Tabletop role-playing game

Wizards' Realm is a role-playing game published by Mystic Swamp in 1981.

==Description==
Wizards' Realm is a fantasy system with a simplified, back-to-basics approach. Character creation employs a class-and-level system; classes include wizards, spellcasters, knights, and anti-paladins. The combat system is quite simple. The book includes maps, a sample town, an errata, and an introductory scenario.

==Publication history==
Wizards' Realm was designed by Cheryl W. Duval, Neils Erickson, Clifford Polite, and William G. Murphy, and published by Mystic Swamp in 1981 as a 64-page book with a map. The ring binder edition was published in 1983.

==Reception==
Ronald Pehr reviewed Wizard's Realm in The Space Gamer No. 53. Pehr commented that "Wizard's Realm can provide FRPG adventures in a satisfactory manner, but is not so fascinating, original, and detailed that people will abandon other games to come flocking.
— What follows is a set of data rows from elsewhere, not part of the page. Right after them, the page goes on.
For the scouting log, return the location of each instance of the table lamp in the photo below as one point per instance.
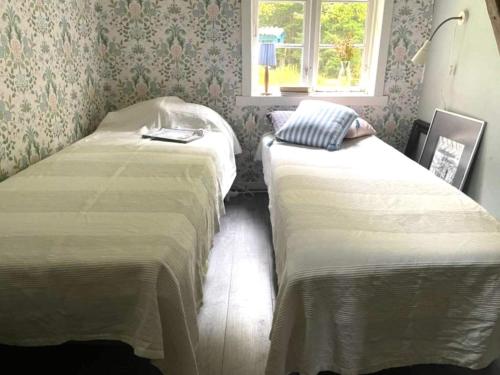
(267, 58)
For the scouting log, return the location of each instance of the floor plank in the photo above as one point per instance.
(234, 321)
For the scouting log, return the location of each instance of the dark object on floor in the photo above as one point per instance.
(72, 358)
(417, 138)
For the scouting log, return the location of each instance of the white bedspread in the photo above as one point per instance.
(108, 239)
(380, 264)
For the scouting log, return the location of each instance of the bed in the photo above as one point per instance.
(108, 239)
(379, 263)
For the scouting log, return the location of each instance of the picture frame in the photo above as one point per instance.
(451, 146)
(418, 134)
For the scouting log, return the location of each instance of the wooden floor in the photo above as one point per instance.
(240, 293)
(234, 322)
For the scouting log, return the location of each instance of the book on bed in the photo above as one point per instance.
(174, 135)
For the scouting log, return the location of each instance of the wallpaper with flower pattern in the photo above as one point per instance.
(50, 87)
(65, 61)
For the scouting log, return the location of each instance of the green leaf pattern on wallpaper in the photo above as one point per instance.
(123, 51)
(50, 94)
(192, 49)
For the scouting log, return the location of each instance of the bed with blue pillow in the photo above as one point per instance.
(380, 263)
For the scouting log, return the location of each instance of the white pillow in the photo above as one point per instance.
(168, 112)
(149, 114)
(196, 116)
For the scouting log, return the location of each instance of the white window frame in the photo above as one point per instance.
(378, 29)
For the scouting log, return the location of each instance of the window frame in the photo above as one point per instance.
(377, 35)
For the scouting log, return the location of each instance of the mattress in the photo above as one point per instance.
(108, 239)
(380, 264)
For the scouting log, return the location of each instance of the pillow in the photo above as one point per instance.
(359, 127)
(318, 124)
(149, 114)
(279, 118)
(196, 116)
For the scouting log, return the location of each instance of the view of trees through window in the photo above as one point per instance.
(341, 42)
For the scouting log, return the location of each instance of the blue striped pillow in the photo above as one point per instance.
(317, 123)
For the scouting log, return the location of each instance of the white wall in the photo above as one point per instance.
(474, 90)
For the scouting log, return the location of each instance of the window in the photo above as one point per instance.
(333, 46)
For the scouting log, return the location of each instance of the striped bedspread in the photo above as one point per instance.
(108, 239)
(380, 264)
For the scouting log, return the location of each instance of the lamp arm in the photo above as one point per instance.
(442, 24)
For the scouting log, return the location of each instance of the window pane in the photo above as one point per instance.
(281, 22)
(341, 21)
(288, 70)
(331, 76)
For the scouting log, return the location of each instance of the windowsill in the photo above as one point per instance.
(344, 98)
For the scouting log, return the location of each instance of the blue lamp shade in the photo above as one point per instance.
(267, 55)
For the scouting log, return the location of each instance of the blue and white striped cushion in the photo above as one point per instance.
(318, 124)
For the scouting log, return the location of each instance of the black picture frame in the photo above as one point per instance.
(451, 146)
(416, 141)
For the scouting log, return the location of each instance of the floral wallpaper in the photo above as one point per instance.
(113, 53)
(50, 88)
(192, 49)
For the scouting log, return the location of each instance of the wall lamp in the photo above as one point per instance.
(421, 56)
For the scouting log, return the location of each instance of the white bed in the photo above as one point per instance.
(380, 264)
(108, 239)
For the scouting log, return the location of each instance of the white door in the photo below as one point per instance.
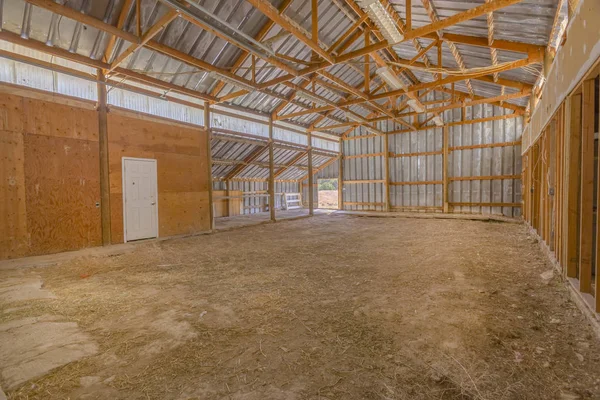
(140, 206)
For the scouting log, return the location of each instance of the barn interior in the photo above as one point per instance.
(288, 199)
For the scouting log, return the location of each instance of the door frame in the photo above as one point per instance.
(153, 160)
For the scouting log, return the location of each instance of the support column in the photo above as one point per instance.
(341, 177)
(271, 172)
(386, 160)
(445, 170)
(311, 189)
(587, 188)
(104, 162)
(211, 205)
(572, 184)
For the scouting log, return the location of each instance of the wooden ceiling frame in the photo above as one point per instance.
(453, 49)
(273, 14)
(264, 30)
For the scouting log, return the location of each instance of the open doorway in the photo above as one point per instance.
(328, 194)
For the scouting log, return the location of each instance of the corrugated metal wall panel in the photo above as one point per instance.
(495, 161)
(363, 196)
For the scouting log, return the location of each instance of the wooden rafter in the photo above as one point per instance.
(259, 36)
(453, 49)
(370, 50)
(146, 37)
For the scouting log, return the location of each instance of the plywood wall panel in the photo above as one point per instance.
(181, 167)
(154, 136)
(62, 189)
(12, 118)
(116, 217)
(180, 173)
(183, 213)
(13, 217)
(52, 119)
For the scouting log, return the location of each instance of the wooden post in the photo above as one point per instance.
(271, 172)
(211, 211)
(445, 170)
(104, 162)
(341, 177)
(228, 200)
(597, 274)
(311, 200)
(573, 184)
(408, 15)
(315, 25)
(587, 188)
(386, 160)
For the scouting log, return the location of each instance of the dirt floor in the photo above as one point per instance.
(334, 307)
(328, 199)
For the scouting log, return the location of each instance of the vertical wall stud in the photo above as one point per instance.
(445, 169)
(587, 188)
(209, 161)
(341, 177)
(311, 188)
(386, 160)
(104, 162)
(271, 172)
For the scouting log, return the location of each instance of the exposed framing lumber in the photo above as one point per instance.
(573, 184)
(311, 189)
(271, 173)
(105, 215)
(445, 143)
(459, 18)
(416, 154)
(476, 204)
(244, 56)
(211, 211)
(152, 32)
(364, 156)
(484, 178)
(587, 185)
(120, 24)
(485, 146)
(416, 183)
(271, 12)
(357, 182)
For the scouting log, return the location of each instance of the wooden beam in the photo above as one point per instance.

However, the price is right and someone shopping for a present for a neophyte FRPG devotee-to-be could do a whole lot worse."
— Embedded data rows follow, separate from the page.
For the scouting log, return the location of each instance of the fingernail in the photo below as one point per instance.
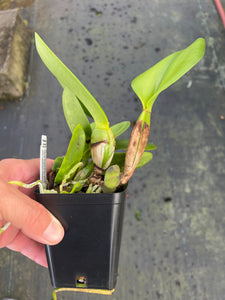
(54, 232)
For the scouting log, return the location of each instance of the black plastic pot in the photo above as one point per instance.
(88, 255)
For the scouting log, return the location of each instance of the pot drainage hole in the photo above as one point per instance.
(81, 282)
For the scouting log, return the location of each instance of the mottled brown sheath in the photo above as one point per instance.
(135, 149)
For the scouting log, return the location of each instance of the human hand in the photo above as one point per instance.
(32, 225)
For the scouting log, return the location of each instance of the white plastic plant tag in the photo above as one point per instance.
(43, 157)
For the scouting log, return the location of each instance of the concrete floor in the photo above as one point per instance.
(177, 250)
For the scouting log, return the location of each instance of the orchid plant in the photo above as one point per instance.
(92, 163)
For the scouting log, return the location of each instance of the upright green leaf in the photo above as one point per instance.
(152, 82)
(74, 153)
(67, 79)
(74, 113)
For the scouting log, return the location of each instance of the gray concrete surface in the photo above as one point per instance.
(177, 250)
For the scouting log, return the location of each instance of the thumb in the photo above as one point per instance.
(33, 219)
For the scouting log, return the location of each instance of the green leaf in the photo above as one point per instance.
(67, 79)
(121, 144)
(74, 153)
(152, 82)
(120, 128)
(74, 113)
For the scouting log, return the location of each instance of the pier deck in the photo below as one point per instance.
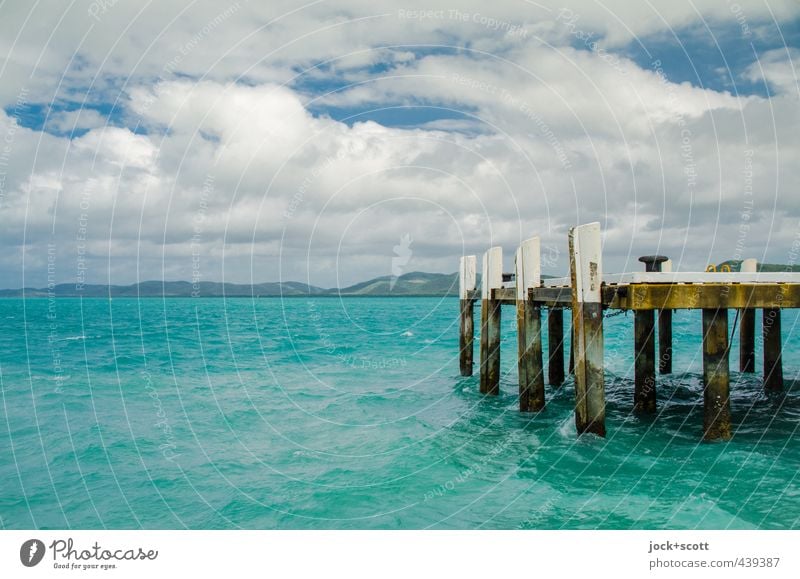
(588, 292)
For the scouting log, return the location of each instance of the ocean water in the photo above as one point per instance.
(337, 414)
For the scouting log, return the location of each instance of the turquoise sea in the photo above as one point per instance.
(349, 413)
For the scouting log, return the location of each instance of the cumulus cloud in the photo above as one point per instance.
(221, 141)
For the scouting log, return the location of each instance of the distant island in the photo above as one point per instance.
(411, 284)
(414, 284)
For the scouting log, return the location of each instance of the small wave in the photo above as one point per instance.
(71, 338)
C. D. Martin reviewed Wizards' Realm for Different Worlds magazine and stated that "Wizard's Realm suffers from a lack of development. The designers knew how they wanted the game to play, so it always worked for them. They didn't consider the problems outsiders would have with this game."

Lester W. Smith reviewed Wizard's Realm, Ringbinder Edition in The Space Gamer No. 75. Smith commented that "I recommend the Wizard's Realm Ringbinder Edition for anyone interested in fantasy roleplaying. It contains everything needed for a campaign, and is worth considerably more than its price".